The main goal: How can you add more value to the post compared with when it was first written?
Updating an old blog post can take a little time but, as you can see, is well worth doing.
Psst… Need some ideas? Download the FREE 8-page guide: 50 Ways to Breathe New Life Into an Old Blog Post
But not all posts are worth updating.
Types of Blog Posts You Can Avoid Updating:
- Those which are not evergreen, i.e. it was time sensitive / related to a specific date, launch or offer.
- Posts which still fit well with your current branding and messaging.
- If your blog is brand new with limited content. You’re better off building your library of content first.

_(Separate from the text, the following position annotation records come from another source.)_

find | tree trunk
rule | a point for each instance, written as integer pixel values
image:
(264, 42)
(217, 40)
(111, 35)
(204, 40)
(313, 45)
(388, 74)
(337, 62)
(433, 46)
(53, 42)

- You’re taking a whole new direction with your blog, and your old blog posts are no longer appropriate.
- The post has very low traffic and little or no engagement AND the topic no longer lights you up. If you find yourself staring at the screen thinking of how to improve it, that’s not helping your case of writer’s block.
Protect Your SEO Before You Update an Old Post!

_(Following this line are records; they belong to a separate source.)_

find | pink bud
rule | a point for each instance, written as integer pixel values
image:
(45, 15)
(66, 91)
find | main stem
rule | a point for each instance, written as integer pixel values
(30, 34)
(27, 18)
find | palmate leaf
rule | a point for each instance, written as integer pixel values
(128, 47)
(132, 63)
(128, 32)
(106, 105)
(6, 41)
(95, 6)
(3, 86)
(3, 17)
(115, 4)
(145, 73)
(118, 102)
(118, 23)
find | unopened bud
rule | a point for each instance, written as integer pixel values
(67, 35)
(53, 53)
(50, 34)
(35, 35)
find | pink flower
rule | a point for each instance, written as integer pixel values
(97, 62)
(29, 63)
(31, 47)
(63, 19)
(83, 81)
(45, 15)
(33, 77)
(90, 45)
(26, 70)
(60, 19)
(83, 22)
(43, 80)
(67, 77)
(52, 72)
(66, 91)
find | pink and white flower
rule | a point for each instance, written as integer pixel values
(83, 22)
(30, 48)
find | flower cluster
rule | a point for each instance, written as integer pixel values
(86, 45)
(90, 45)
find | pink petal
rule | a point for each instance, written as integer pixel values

If you replace an old image, be sure to keep that old image in your file library.
Don’t change the URL… unless there’s a big advantage to doing so. If it’s dated, super long, or won’t be on-topic anymore, you can consider updating the URL for SEO. If you do, you’ll want to set up a 301 redirect so that you don’t lose the old traffic. In most cases it’s easier to keep the original URL.

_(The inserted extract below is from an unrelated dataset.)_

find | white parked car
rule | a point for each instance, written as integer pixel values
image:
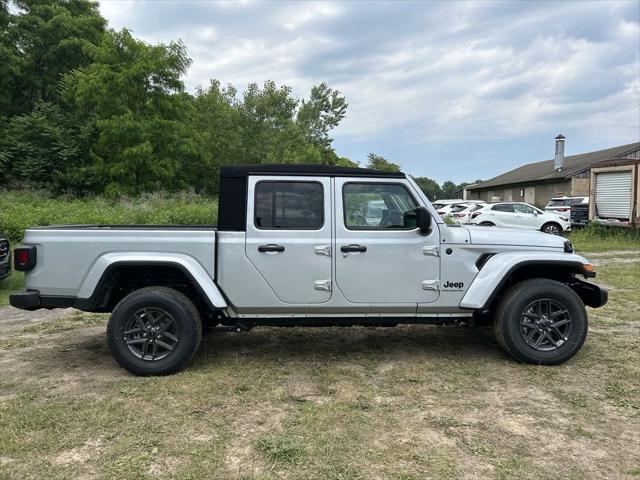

How to Update Old Blog Posts:
I’ve created a short, easy-to-follow FREE guide to help you work out how to update your posts and make the best use of them – download it now:
- 10 ways to update and improve the copy in your blog post
- 9 ways to improve the SEO in your blog post
- 11 ideas to update and re-promote content with imagery, video, and add-ons (like opt-ins)
- 15 ideas for promotions on social media, email, and more
- 5 new platforms to test sharing and posting your updated content
- Tools to make the process faster and easier
P.S. Did you notice this was an old post I updated?
I’m curious… if you’ve been following my blog for awhile, did you notice this was a post from 2015?
A few weeks ago I was inspired to write a blog post with 50 ways to update your old content, so I started a brand new post. When I did my yearly content audit, I realized I already had a blog post on the topic.
Instead of recreating the wheel, so to speak, it makes much more sense to update the old version. The post had a few hundred shares and okay traffic the first time around, but I saw many ways I could add more value for readers.
12 ways I improved this old blog post:
- Tested and updated the post title
- Updated the feature blog image
- Added more detail to make the post long-form (from around 350 words to 1200 words)
- Added an opt-in with even more free content
- Added two tweetable links
- Updated the call to action (below)
- Created a new image for Pinterest and scheduled on several boards
- Updated the publish date so it moved to the top of my feed
- Added a few internal links to relevant content
- Emailed the new post to my list
- Re-promoted the post on social media
- Improved the SEO
If you want to update old blog posts, by no means does it have to be this in-depth. Usually just a few small tweaks can make a huge difference.